Nancy first worked with Jack in the editing his book 'A Scottish Potato Breeder's Harvest'. His second volume of the same name was published 'free on-line'. He used it to argue that a 7,000-year-old 'freeze-drying' process developed by the Indians of the Altiplano of Peru and Bolivia, to create 'chuno', a non-perishable potato product, could have a 21st Century 'twist'.

He stated that it could be adapted using modern technology ... and utilising crops grown in desert conditions... to provide an emergency food-source for UN-supported famine relief in sub-Saharan Africa. (Published on-line by Caithness.org).

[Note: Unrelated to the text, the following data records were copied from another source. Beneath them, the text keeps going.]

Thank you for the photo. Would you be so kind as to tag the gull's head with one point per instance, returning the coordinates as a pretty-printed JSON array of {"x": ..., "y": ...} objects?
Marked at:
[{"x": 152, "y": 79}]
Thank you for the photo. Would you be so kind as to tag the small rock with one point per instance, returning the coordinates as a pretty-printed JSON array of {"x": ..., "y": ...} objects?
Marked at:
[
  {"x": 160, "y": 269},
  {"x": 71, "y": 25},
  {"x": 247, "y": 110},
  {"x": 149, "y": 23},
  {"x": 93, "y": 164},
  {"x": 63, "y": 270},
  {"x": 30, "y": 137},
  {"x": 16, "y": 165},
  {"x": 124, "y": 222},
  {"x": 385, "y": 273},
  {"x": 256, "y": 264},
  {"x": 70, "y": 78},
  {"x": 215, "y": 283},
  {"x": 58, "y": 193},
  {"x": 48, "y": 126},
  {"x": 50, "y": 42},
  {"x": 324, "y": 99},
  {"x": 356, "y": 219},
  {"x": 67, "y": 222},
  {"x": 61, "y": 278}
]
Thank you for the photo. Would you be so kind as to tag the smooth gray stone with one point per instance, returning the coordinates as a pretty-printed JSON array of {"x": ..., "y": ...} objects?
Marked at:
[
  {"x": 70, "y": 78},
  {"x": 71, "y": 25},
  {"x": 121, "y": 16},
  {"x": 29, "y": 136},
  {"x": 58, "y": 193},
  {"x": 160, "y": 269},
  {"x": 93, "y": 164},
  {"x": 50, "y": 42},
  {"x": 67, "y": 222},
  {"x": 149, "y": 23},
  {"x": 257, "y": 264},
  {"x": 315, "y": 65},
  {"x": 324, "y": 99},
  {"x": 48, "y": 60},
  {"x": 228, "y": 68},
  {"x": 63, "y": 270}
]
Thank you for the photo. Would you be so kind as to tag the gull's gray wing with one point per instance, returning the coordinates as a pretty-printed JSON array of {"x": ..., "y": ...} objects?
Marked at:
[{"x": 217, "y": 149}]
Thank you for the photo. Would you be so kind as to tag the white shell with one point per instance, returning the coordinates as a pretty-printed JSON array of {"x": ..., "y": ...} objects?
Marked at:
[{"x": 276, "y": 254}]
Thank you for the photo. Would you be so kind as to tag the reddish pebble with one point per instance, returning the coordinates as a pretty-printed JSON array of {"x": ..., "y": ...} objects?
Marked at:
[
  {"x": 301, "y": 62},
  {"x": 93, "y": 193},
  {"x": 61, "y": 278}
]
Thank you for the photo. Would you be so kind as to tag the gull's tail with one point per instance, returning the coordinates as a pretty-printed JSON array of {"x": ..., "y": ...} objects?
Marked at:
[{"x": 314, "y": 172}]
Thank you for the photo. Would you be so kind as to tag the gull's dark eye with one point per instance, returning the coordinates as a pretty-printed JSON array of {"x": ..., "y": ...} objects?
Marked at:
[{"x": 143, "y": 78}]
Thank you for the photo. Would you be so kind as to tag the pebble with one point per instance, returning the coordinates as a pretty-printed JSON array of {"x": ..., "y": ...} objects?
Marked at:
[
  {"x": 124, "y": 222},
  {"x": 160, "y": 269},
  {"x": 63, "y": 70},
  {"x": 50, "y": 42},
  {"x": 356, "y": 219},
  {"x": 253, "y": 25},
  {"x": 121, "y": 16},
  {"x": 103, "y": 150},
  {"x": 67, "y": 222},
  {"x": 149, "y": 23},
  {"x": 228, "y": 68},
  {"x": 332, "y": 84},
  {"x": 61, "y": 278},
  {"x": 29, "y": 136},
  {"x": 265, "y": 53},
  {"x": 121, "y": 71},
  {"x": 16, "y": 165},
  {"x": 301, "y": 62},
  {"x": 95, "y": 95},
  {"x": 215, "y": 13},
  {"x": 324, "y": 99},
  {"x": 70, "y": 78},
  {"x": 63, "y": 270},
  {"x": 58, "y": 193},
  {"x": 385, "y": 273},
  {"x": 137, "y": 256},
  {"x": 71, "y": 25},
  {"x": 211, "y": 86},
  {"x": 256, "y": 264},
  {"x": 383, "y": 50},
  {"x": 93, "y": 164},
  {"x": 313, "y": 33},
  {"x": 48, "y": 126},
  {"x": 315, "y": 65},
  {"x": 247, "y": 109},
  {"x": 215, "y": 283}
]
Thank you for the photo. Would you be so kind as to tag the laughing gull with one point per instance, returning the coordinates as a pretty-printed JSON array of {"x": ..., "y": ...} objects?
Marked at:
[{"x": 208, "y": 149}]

A Scottish Potato Breeders Harvest - Part Two

After he was widowed, Nancy and Jack found romance and were married at a ceremony in Southern Germany officiated by a pastor friend of hers.

Lifting experimental 'blooms' of potatoes provided her with a new purpose in life, as she helped out in his research programmes in breeding and testing new 'tattie' varieties, in the bio-laboratory, greenhouses and outdoors in soils in various parts of the UK.

Over the past six months Nancy became increasingly frail as her health deteriorated.

Nancy is survived by husband Jack, an elder at Canisbay Kirk, her sister-in-law Sina and her grown-up nieces Janet and Anne.

As eulogist Rognie Brown observed at the service: 'Sadly there goes so much knowledge, despite her tremendous achievements in capturing folk history'.

At the service, she chose a hymn 'Come, Let Us To the Lord Our God', written by Dr John Morison, (1746.1798) Canisbay Minister from 1780 until his death in post..

Inspired by watching the changing sea-states of the Pentland Firth's Inner Sound from his manse's North-facing window, it contains the memorable lines:-

'His voice commands the tempest forth,
and stills the stormy wave,

His arm is sure and strong to smite,
But also strong to save'.

(Church of Scotland Paraphrase no. 30).